Where Bob Casey, Louis Barletta, Neal Taylor Gale, and Dale Kerns, Jr. stand on 5 key policies to combat hunger in the race for U.S. Senator of Pennsylvavnia

Neal Gale (Green Party candidate for U.S. Senate)

Do you support reducing funds for SNAP, a program that helps feed over 40 million people in the United States?
I don’t believe we should reduce funding for SNAP. Rather we should re-evaluate our federal spending priorities and spend more on behalf of the public good. I understand that this is counter to conventional wisdom, which tells us we can only spend as much as we take in (in taxes), or we
run a deficit, and that’s unacceptable.

As a sovereign nation that prints its own currency, maintains a floating exchange rate and doesn’t incur debt in foreign currencies, the United States cannot become insolvent (refer to Modern Monetary Theory). Tax revenues do not determine government spending. The U.S. has the ability to spend what it wants, run a deficit and even build up the debt. That is not a financial concern. It is a matter of political will. If we want to take care of everyone, we can.

Do you support work requirements as a condition to access public benefit programs, even though they would block otherwise eligible people from getting healthcare or food assistance?
Requiring those who receive public benefits to work, represents a misunderstanding on the part of those who would impose such a regulation. After 22 years managing a low-income energy efficiency and energy affordability program throughout New Jersey, I have seen firsthand the nature of the low-income community. They are hardworking families, disabled citizens or elderly people. They are not avoiding work. This proposal is insulting and wrongheaded.

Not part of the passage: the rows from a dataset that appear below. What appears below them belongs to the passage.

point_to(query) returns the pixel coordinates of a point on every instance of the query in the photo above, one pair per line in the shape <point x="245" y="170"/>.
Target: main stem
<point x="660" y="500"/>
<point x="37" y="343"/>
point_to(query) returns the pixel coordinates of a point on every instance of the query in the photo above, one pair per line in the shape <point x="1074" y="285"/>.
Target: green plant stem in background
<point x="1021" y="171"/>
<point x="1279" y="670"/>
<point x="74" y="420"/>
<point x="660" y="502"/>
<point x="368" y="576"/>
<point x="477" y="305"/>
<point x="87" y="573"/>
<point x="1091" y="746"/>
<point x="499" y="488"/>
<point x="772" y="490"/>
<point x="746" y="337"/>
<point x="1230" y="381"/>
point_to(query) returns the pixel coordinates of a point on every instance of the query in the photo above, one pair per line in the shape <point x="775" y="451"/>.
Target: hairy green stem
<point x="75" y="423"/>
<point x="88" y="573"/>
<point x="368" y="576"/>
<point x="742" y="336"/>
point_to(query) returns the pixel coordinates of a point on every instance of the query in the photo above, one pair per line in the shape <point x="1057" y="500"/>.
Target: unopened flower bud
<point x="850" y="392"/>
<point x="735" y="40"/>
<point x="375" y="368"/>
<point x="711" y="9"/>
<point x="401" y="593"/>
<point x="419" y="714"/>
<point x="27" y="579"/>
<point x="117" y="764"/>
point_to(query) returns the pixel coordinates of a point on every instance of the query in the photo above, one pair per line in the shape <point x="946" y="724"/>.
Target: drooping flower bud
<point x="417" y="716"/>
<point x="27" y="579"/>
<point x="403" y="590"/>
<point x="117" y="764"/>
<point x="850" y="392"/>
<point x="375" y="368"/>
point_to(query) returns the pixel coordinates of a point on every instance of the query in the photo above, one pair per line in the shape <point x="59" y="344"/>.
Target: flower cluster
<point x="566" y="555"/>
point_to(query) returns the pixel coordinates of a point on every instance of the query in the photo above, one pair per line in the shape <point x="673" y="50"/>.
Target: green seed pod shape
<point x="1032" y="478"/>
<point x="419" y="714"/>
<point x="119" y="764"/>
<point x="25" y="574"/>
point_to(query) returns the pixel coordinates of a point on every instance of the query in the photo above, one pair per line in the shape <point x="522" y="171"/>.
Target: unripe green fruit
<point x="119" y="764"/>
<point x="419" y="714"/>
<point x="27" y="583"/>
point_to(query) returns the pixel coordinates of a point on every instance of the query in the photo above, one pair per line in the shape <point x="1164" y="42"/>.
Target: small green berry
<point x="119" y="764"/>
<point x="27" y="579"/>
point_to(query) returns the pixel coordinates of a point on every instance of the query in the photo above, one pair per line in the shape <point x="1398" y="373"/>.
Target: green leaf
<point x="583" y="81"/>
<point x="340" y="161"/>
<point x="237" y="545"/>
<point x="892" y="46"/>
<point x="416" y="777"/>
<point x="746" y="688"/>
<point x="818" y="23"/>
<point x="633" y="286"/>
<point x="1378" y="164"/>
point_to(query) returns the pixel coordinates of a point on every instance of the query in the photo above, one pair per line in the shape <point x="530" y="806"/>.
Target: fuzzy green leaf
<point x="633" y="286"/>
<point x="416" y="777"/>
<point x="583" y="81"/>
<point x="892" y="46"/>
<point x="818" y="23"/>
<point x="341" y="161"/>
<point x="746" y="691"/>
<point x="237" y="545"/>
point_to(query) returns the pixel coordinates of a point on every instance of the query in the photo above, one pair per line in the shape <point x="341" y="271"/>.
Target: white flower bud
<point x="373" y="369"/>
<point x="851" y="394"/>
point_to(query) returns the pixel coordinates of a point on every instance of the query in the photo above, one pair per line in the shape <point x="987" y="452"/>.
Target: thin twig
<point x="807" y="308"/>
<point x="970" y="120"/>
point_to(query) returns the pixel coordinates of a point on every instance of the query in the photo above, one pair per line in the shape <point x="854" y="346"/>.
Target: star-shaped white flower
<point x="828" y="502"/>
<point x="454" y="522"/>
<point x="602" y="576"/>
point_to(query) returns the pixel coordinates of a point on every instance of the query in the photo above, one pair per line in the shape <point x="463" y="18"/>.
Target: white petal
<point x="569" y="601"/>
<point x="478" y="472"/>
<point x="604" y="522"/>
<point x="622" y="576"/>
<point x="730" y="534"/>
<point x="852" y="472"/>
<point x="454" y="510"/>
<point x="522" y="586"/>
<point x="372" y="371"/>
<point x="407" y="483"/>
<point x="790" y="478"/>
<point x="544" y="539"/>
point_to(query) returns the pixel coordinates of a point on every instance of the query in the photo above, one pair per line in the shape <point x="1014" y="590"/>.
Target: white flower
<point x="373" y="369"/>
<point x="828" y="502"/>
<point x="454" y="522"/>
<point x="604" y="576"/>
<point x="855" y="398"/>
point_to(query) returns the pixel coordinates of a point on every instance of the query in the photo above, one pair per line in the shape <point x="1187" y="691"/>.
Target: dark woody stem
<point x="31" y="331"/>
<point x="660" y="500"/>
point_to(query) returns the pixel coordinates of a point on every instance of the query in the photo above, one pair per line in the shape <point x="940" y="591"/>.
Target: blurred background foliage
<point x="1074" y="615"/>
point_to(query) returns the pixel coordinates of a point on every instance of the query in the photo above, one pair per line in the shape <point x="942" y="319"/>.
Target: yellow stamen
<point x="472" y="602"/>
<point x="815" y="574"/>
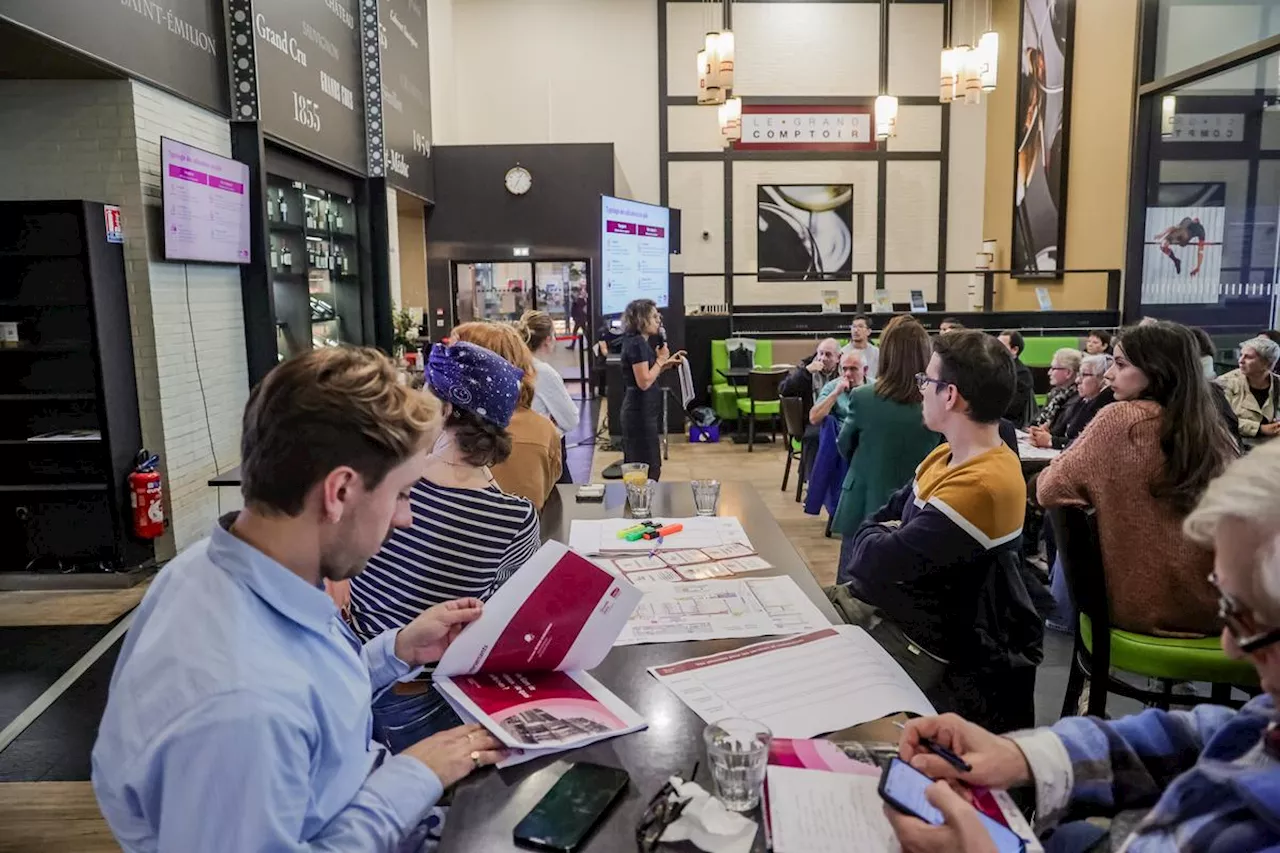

As noted above, I believe we have normalized our spending priorities which now favor the very wealthiest of our citizens while leaving the rest to (mostly) fend for themselves. What we require is the political will to change that.

Do you support the 2017 Tax Cuts and Jobs Act?
I would NOT have supported this Act. It represents an un-disguised gift to America’s corporations and those who own them, along with the wealthiest of America’s families. I will work to develop a plan for clarifying the government’s spending and taxing process in order to generate the political will to re-form our priorities in favor of the public good.

Dale Kerns (Libertarian candidate for U.S. Senate)

Do you support reducing funds for SNAP, a program that helps feed over 40 million people in the United States?

Assisting individuals in need of a helping hand is one of the most important tasks which any society can undertake. As a U.S. Senator, I do not think that I nor anyone else in the Congress or federal government should be able to dictate or allocate how funds are spent on improving access to food and nutrition to the poorest among us. For that reason, I advocate returning SNAP funds to the states in the form of block grants so that those closer to the problems in their local communities can allow for more particularized solutions. What works in some areas does not work in others, and I far more trust local communities to know what’s best over the cold hands of a federal bureaucrat.

Do you support work requirements as a condition to access public benefit programs, even though they would block otherwise eligible people from getting healthcare or food assistance?

Much like with SNAP benefits, the federal government should not be imposing onerous requirements on how benefits are obtained. As was famously stated by Justice Oliver Wendell Holmes, using the “marketplace of ideas” is sometimes the best way to determine the validity of ideas. In the US, we have 50 laboratories for democracy (and even more if we look at cities and communities), and allowing these areas to present their models of how to help people is far more effective than any federal government mandate.

Do you support the 2017 Tax Cuts and Jobs Act?
I support the 2017 Tax Cuts and Jobs Act, because I want Americans to keep as much of their paychecks as possible, and I want the United States to be competitive on the global market in fielding businesses. That notwithstanding, I am perturbed that this tax cut bill was not paired with significant spending cuts. While I support a fundamental transformation of the American tax system, cuts in taxes are meaningless without significant reductions in spending.
While Democrats covet domestic programs, Republicans appear unwilling to make any cuts to military spending. I would offer to compromise by not taking any programs off the table when it comes to cutting spending. We must keep prior obligations like Social Security, but spending is completely out of control. This can begin by using baseline budgeting: that is, instead of assuming an annual increase in funding for any given program, we should begin at an assumption that spending will not increase, and then cut from there. In every program our government manages, there is waste and graft which can be eliminated, so I have faith that mass reductions can easily be made without affecting essential government services.